Namun mahkamah berpendapat, “adanya pembedaan perlakuan warga negara sendiri dengan orang asing dalam batas-batas tertentu, adalah sesuatu yang lazim. Contohnya dalam hal pajak. Pajak yang dipungut dari warga negara, dalam hal tertentu, tidak sama dengan pajak yang dipungut dari warga negara asing. Pembedaan demikian, kalaupun dikatakan sebagai pembatasan terhadap hak asasi manusia merupakan pembatasan yang dibenarkan bukan saja dari perspektif UUD 1945 tetapi juga dari perspektif hukum internasional sepanjang pembatasan itu dilakukan dengan Undang-Undang.”
Namun, SPI tidak setuju dengan kepemilikan modal asing sebanyak 30%, karena menurut SPI petani Indonesia memiliki kemampuan untuk memproduksi benihnya sendiri tanpa intervensi asing.

14 Sep 2015 -

Kementan Tolak Usulan BKPM Soal Revisi UU Hortikultura. Sebelumnya, BKPM meminta ketentuan dalam UU Hortikultuta yang membatasi kepemilikan asing hanya 30% di bidang usaha hortikultura diubah. Alasannya, pembatasan itu membuat investor asing yang sudah ada harus melakukan divestasi karena undang-undang ini berlaku surut.
Menurut BKPM, investor asing yang mau masuk pun banyak yang mengurungkan niatnya akibat pembatasan kepemilikan tersebut. Lalu, kewajiban melakukan divestasi membuat investor asing bingung, karena dulu aturannya tidak ada.
Bagi Kementan, pembatasan kepemilikan asing hanya 30% di bidang hortikultura sudah final. Ini sesuai keputusan judicial review MK tahun 2014.


3 Oktober 2015 -

Demi melindungi investasi asing, UU Hortikultura akan direvisiBadan Koordinasi Penanaman Modal mengaku telah membahas usulan revisi atas UU Hortikultura bersama pemerintah. UU Hortikultuta yang membatasi kepemilikan asing hanya 30% di bidang usaha hortikultura, menurut BKPM, perlu diubah, karena membuat investor asing yang sudah ada, harus melakukan divestasi saham mengikuti aturan tersebut. Aturan ini membuat sejumlah investor asing mengurungkan niatnya berinvestasi. Kewajiban divestasi saham membuat investor asing bingung. Ketentuan itu membuat iklim investasi menjadi tidak pasti, sebab tidak ada pembatasan kepemilikan 30% ketika investor masuk bertahun-tahun yang lalu.

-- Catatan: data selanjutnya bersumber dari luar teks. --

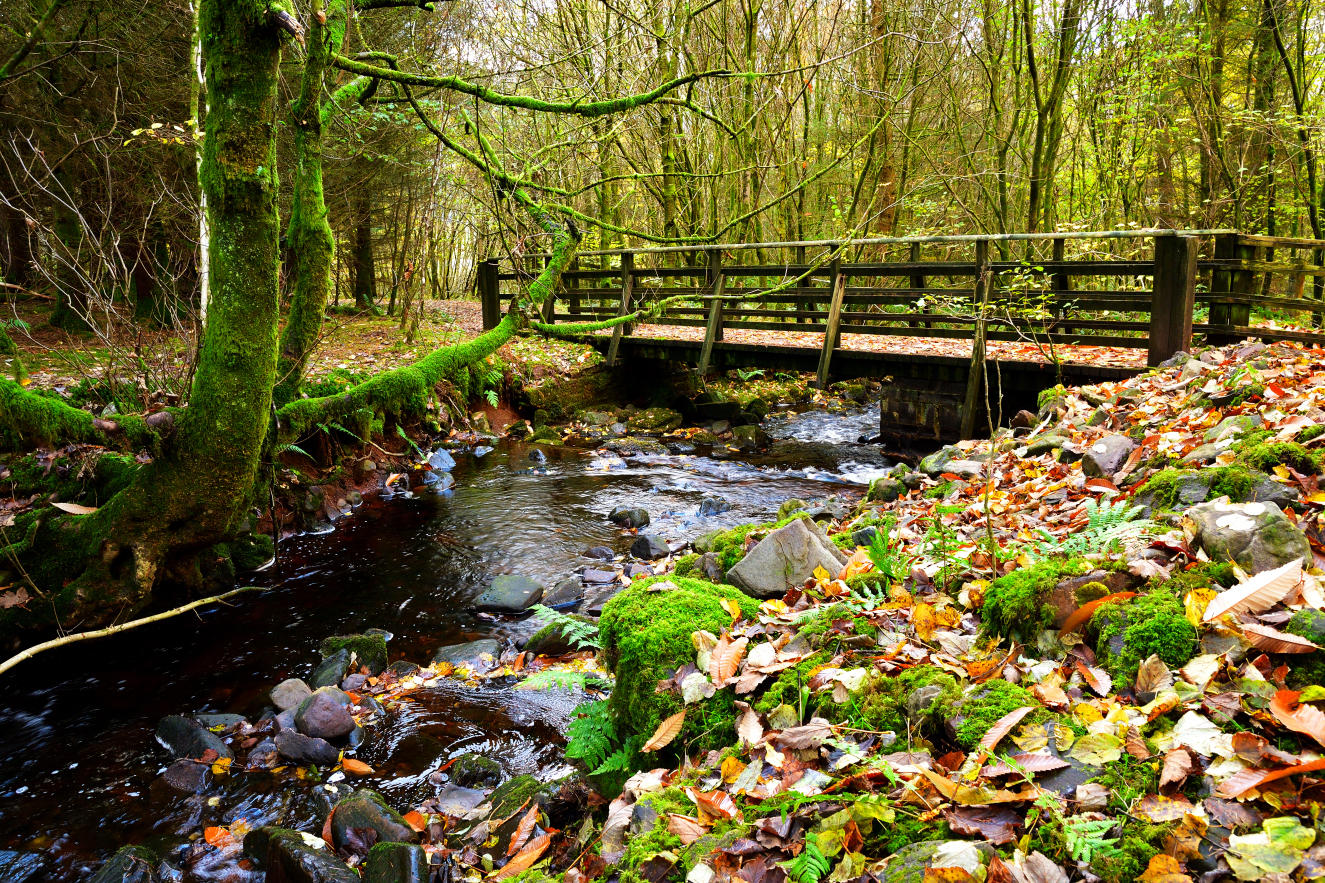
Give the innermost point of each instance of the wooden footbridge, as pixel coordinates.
(938, 318)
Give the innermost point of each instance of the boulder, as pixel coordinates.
(396, 863)
(130, 865)
(1104, 458)
(289, 694)
(786, 557)
(325, 713)
(290, 857)
(186, 737)
(648, 548)
(367, 650)
(331, 670)
(1255, 534)
(367, 810)
(630, 516)
(476, 770)
(510, 593)
(478, 655)
(306, 749)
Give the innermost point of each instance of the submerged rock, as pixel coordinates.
(186, 737)
(1255, 534)
(786, 557)
(510, 593)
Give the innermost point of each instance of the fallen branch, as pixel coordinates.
(111, 630)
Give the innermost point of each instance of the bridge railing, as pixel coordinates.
(1138, 289)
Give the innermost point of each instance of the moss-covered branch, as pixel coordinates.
(528, 102)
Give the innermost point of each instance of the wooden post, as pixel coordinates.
(489, 293)
(713, 332)
(1234, 283)
(1173, 297)
(832, 334)
(627, 289)
(981, 298)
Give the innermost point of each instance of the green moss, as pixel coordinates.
(647, 637)
(1150, 625)
(986, 704)
(1014, 603)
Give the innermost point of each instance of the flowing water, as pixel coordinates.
(78, 764)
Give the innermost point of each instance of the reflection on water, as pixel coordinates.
(78, 766)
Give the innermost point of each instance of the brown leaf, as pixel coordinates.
(525, 858)
(1177, 768)
(994, 824)
(1273, 641)
(665, 732)
(1258, 593)
(688, 829)
(526, 826)
(1003, 725)
(1303, 719)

Menurut BKPM, pemerintah sepakat UU Hortikultura direvisi lagi. Revisi atas UU Hortikultura akan dilakukan atas inisiatif pemerintah. Tujuannya melindungi investasi asing yang sudah ada. Pemerintah ingin melindungi investasi bagi PMA (Penanaman Modal Asing) yang sudah lebih dari 30 persen.
Namun
Kementan beda suara. Pembatasan kepemilikan asing maksimal 30% di bidang hortikultura sudah final bagi Kementan.